Wuppertaler Kultur Nathan hört Depeche Mode

Intendantin Susanne Abbrederis spricht kurz vor der Premiere über Lessings Stück und sagt: „Toleranz ist nicht die Lösung .“

Das gesamt Ensemble spielt im „Nathan“ mit.

Foto: Klaus Lefebvre

Wuppertal. Als Dramaturgin begleitet Theaterintendantin Susanne Abbrederis derzeit die Endproben von „Nathan der Weise“. Mit WZ-Redakteurin Anne Grages sprach sie über Lessings letztes Stück.

Frau Abbrederis: Wie sind Sie auf Shirin Khodadadian als Regisseurin aufmerksam geworden?
Susanne Abbrederis: Sie gehört zu den extrem jungen, modernen — und klugen Regisseurinnen. Sie hat bereits an einigen großen Häusern gearbeitet und zahlreiche Uraufführungen deutscher Autorinnen inszeniert. Ich kenne sie von meinen Stationen in Essen und Wien: Shirin Khodadadian wird ein Stück nicht runterreduzieren, sondern zum Blühen bringen.

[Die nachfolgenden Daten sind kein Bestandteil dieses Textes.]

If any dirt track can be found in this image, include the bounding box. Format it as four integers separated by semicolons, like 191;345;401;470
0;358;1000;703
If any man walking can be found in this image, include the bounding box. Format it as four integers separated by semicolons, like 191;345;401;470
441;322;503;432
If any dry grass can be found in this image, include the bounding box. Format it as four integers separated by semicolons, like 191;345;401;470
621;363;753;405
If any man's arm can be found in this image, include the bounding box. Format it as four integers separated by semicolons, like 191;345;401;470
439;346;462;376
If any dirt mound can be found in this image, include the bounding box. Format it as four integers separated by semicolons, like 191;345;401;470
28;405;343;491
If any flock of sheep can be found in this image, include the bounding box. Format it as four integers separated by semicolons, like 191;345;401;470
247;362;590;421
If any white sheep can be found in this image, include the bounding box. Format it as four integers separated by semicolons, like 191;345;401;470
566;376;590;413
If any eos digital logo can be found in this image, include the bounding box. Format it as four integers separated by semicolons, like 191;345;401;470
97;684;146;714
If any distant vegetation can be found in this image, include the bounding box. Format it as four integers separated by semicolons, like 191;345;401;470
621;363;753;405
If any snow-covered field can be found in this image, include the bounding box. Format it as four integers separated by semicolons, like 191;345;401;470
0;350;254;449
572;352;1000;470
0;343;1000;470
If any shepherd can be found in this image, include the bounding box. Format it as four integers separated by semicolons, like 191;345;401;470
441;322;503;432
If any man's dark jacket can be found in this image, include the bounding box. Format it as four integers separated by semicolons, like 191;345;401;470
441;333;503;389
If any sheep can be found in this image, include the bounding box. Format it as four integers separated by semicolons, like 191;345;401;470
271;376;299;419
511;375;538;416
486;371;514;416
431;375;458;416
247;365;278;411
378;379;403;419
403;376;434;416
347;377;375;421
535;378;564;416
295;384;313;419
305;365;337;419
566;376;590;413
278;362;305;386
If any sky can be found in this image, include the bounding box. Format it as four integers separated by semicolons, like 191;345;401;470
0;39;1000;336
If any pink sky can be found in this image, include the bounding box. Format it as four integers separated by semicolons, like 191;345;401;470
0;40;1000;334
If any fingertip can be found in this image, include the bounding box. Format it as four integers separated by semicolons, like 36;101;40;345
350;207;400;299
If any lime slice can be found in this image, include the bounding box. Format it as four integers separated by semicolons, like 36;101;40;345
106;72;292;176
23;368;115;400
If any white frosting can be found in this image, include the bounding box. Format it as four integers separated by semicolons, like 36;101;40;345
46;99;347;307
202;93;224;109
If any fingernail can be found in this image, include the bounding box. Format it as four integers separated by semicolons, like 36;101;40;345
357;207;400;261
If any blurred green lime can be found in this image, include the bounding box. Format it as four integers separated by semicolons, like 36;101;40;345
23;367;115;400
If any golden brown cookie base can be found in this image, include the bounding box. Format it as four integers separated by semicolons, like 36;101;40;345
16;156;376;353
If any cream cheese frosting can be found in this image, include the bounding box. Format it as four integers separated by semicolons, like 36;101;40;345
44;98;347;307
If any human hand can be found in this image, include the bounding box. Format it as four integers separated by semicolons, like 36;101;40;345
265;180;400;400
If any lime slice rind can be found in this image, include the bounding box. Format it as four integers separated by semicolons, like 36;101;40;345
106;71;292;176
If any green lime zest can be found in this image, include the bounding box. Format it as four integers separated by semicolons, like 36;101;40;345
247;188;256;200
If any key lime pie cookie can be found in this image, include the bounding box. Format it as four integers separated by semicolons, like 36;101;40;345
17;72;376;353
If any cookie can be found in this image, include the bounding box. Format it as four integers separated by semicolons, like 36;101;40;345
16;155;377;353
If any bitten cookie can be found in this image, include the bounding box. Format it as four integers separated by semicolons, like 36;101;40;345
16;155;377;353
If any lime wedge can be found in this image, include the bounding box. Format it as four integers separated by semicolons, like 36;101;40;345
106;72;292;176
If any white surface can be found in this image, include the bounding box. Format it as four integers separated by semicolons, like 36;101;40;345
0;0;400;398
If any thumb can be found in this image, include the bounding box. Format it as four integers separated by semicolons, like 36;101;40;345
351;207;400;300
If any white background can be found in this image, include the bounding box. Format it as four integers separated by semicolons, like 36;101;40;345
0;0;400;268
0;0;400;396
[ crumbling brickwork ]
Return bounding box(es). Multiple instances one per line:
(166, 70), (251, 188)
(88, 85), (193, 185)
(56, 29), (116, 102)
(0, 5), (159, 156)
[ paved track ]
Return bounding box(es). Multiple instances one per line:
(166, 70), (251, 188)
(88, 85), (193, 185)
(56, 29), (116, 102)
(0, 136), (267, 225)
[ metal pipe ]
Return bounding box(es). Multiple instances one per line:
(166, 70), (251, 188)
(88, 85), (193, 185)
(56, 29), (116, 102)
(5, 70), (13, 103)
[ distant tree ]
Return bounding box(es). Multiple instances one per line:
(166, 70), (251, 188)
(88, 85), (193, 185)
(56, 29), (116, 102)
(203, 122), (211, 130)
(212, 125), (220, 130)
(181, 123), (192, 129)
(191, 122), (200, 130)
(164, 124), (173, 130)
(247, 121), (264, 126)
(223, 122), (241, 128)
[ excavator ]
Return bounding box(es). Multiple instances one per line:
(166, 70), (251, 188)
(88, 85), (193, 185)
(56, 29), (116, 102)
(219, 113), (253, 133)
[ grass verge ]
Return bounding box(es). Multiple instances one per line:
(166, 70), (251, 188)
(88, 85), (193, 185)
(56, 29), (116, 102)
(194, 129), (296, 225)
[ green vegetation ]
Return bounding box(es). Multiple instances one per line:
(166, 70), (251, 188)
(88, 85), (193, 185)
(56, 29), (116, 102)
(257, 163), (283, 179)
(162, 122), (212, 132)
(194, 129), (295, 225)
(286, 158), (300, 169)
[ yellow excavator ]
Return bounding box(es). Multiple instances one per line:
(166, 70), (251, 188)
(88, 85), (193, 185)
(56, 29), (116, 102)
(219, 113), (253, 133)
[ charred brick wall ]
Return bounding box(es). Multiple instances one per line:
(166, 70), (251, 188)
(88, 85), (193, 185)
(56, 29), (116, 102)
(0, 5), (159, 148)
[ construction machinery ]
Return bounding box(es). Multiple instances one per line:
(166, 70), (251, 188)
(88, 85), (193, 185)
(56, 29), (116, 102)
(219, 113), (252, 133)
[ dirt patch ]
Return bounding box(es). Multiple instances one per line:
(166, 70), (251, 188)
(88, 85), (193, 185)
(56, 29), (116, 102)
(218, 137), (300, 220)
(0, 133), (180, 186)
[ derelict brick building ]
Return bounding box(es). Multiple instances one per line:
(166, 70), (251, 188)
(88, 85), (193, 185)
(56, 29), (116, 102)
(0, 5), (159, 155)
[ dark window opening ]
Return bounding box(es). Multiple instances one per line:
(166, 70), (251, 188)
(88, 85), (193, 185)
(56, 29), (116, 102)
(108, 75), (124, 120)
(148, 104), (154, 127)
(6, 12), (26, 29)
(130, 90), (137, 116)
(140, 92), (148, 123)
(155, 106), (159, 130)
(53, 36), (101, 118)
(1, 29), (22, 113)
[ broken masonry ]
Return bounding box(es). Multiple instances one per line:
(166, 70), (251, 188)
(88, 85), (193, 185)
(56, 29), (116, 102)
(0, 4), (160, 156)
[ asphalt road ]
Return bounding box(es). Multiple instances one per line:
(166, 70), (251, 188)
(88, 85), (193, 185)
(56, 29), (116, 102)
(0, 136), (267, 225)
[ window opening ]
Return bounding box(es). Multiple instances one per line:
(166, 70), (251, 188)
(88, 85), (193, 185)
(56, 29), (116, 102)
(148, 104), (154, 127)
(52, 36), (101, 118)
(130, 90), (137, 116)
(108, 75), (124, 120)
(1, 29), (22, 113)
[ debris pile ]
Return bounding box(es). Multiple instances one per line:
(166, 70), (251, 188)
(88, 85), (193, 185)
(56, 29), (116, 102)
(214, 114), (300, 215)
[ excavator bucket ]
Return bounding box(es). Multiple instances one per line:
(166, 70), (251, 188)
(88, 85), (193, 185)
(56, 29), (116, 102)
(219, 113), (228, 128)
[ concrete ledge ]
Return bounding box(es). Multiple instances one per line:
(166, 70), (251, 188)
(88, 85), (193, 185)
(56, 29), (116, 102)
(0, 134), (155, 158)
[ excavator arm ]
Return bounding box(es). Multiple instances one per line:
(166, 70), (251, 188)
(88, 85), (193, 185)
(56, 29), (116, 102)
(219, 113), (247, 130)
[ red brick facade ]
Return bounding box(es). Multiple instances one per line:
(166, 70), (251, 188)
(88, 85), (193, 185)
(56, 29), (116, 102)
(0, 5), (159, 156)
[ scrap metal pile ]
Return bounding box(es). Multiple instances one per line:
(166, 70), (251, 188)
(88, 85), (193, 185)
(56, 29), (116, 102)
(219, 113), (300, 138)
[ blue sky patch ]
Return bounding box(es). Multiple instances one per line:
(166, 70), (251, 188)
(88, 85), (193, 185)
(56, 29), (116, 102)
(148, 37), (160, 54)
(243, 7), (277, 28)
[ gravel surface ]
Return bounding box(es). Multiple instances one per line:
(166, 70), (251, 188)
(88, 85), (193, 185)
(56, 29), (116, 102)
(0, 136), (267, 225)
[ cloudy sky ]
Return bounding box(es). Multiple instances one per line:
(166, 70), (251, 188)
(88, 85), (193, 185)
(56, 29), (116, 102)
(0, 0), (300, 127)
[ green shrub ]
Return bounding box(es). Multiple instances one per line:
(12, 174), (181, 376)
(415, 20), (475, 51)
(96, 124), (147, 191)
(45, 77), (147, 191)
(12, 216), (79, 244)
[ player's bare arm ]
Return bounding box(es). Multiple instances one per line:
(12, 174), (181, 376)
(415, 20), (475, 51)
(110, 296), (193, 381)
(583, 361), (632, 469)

Der „Nathan“ wurde und wird derzeit vielerorts gespielt. Wie wollen Sie sich von den anderen abheben?
Abbrederis:
Manche Inszenierungen finde ich zu kurz gedacht. Neulich habe eine gesehen, die kam als Politthriller mit Sprenggürtel, Springerstiefeln und ISIS daher. Dabei ist das kein Handlungsstück wie bei Schiller, sondern ein Ideendrama.

Wie bringen Sie die Ideen auf die Bühne?
Abbrederis:
Das Zeitlose von 300 Jahren trifft sich im Heute. Die Kostüme zitieren die Historie; wir nutzen viele Spiegel-Elemente und die große Drehscheibe: Auf ihr findet die Welt statt. Durch das Stück zieht sich Musik von Björk über die Pet Shop Boys bis zu Depeche Mode: „Welcome to my World“ — das ist junge, heutige Musik, aber nicht anbiedernd inszeniert.

Unter welchem großen Thema sehen Sie Lessings letztes Stück?
Abbrederis:
Das große Thema des Stücks ist die Einsamkeit. Alle Figuren sind Suchende, sind verlorene Menschen in einer zerbrechlichen Welt.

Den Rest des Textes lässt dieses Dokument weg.